Okudzeto Ablakwa undermined his Minister of Information who was old enough to be his father by assuming the right to address a press conference as a Deputy Minister while the Minister sat by.

I also had occasion to condemn his uncouth and uncultured manners and character of insulting and undermining elders and his superiors when he attempted to corruptly induce me to approve the payment of a US$1.3million alleged judgment debt to Isofoton SA in 2011 – see “People Are fed Up With Ablakwa’s ‘Lies’”, Modern Ghana 13th July 2012. The Isofoton case is a case in which the Supreme Court later gave judgment in my favour in Amidu (No. 2) v Attorney General, Isofoton SA & Forson (No. 1) [2013-2014] SCGLR 167. The reader should imagine the US$1.3million loss to the national purse which Samuel Okudzeto Ablakwa sought corruptly to get me approve for payment to Isofoton, a foreign company, as the Attorney General.

The approval of the corrupting request would have benefitted OkudzetoAblakwa personally but for my refusal to do so.
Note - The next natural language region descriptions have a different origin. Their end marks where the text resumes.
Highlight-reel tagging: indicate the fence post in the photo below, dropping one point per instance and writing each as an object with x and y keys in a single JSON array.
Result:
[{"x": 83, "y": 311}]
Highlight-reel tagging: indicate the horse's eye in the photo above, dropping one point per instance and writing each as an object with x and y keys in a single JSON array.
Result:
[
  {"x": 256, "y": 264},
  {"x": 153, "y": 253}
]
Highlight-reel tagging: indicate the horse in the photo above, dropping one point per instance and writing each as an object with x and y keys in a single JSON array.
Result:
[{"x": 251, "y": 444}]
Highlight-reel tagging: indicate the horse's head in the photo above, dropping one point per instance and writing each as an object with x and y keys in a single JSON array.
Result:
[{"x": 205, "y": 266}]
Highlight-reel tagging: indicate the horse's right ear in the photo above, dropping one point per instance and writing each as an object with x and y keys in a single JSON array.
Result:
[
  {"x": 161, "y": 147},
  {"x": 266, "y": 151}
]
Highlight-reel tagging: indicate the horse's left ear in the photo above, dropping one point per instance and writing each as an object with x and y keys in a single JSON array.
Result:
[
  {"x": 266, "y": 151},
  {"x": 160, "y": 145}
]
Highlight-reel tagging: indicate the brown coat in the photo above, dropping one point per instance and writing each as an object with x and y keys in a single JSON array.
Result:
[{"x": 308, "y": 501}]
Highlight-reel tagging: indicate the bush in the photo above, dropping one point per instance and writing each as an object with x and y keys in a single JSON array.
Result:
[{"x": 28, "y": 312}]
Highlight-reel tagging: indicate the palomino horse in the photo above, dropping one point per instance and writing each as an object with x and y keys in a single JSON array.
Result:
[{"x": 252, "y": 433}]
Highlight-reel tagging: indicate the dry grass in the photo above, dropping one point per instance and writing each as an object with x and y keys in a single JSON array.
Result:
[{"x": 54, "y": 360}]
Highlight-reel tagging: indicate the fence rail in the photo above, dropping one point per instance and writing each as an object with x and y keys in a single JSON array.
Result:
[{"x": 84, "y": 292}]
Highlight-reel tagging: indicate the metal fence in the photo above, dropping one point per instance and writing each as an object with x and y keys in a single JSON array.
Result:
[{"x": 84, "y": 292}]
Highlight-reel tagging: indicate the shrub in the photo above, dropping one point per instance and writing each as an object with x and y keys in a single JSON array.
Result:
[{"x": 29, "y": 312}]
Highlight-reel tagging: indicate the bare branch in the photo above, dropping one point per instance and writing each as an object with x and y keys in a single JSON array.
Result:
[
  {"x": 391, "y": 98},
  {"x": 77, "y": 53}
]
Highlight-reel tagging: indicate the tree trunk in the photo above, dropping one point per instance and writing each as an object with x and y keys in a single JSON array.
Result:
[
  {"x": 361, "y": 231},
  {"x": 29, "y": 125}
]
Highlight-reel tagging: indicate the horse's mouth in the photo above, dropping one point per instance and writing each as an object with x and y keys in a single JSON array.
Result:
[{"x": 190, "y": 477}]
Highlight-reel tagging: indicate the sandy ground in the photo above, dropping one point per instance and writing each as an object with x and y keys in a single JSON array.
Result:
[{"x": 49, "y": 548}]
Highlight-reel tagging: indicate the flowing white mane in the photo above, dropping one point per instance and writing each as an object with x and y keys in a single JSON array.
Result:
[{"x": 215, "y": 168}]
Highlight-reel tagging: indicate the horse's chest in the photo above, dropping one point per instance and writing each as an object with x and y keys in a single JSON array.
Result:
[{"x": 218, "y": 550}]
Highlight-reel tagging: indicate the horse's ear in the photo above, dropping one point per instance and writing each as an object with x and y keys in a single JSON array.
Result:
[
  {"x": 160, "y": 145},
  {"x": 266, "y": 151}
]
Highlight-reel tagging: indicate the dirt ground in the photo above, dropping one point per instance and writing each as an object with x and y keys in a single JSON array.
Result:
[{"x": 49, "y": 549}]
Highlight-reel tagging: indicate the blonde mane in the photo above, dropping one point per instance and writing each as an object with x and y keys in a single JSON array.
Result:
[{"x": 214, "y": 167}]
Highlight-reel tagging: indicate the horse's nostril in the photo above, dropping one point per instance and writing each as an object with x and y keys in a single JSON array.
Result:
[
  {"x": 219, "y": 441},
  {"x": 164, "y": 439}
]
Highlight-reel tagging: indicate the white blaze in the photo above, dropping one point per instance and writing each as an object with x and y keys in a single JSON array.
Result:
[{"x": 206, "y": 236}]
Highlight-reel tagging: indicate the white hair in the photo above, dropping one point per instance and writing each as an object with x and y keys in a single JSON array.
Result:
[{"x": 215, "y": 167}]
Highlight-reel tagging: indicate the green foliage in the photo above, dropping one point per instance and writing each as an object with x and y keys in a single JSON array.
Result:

The reader should now make up his mind whether Okudzeto Ablakwa’s recent criticisms of me are not a vendetta for my past exposure of his corrupt conduct in the name of being a surrogate for his mentor, the former President.

It is a shame that nobody took the trouble to bring the bad character of Samuel Okudzeto Ablakwa to the attention of the General Legal Council and thus enabled him to be enrolled on the Roll of Lawyers by default. May be I was right not to take out the yearly licence to practice as a private legal practitioner since 2006, particularly because of charlatans of the nature of Okudzeto Ablakwa and his likes now admitted to practice in the legal profession for lack of prior challenge to character.

Writing on “The Politics Of Insults” in a feature article on Modern Ghana on 11thAugust 2010, one author discussing persons who liked using insulting language in the media singled out Okudzeto Ablakwa for criticism as follows: “While many people here are at fault, I must with great reluctance, single out Okudzeto Ablakwa. Since getting into government the young man has changed – or revealed his true colours.

It seems there is no elder he is not eager to insult. He turns every opportunity to respond to a substantive issue into an insult of others, regardless of their age.

Are there no elders in his government who can counsel him to mind his words? Does he want to be remembered as the young man who took pleasure in insulting his elders?”

It is time Ghanaians told Samuel Okudzeto Ablakwa that: “You have insulted your parents and other elders enough. It is time to grow up now that you are married with children.” The last of my three children who was born on 31stDecember 1982 now has two children and is in Okudzeto Ablakwa’s peer group. My son is 5 good years older than you not to speak of my first daughter. Your former Minister, Mohammed Ayariga is also my son by our custom – ask him. Kindly, therefore, learn to engage in reasoned and matured arguments in your public discourse instead of insults. A word to the wise they say is enough or as we from the North from where you have wisely chosen a wife from a respected and good family like putting it – a word to the wise is in the North.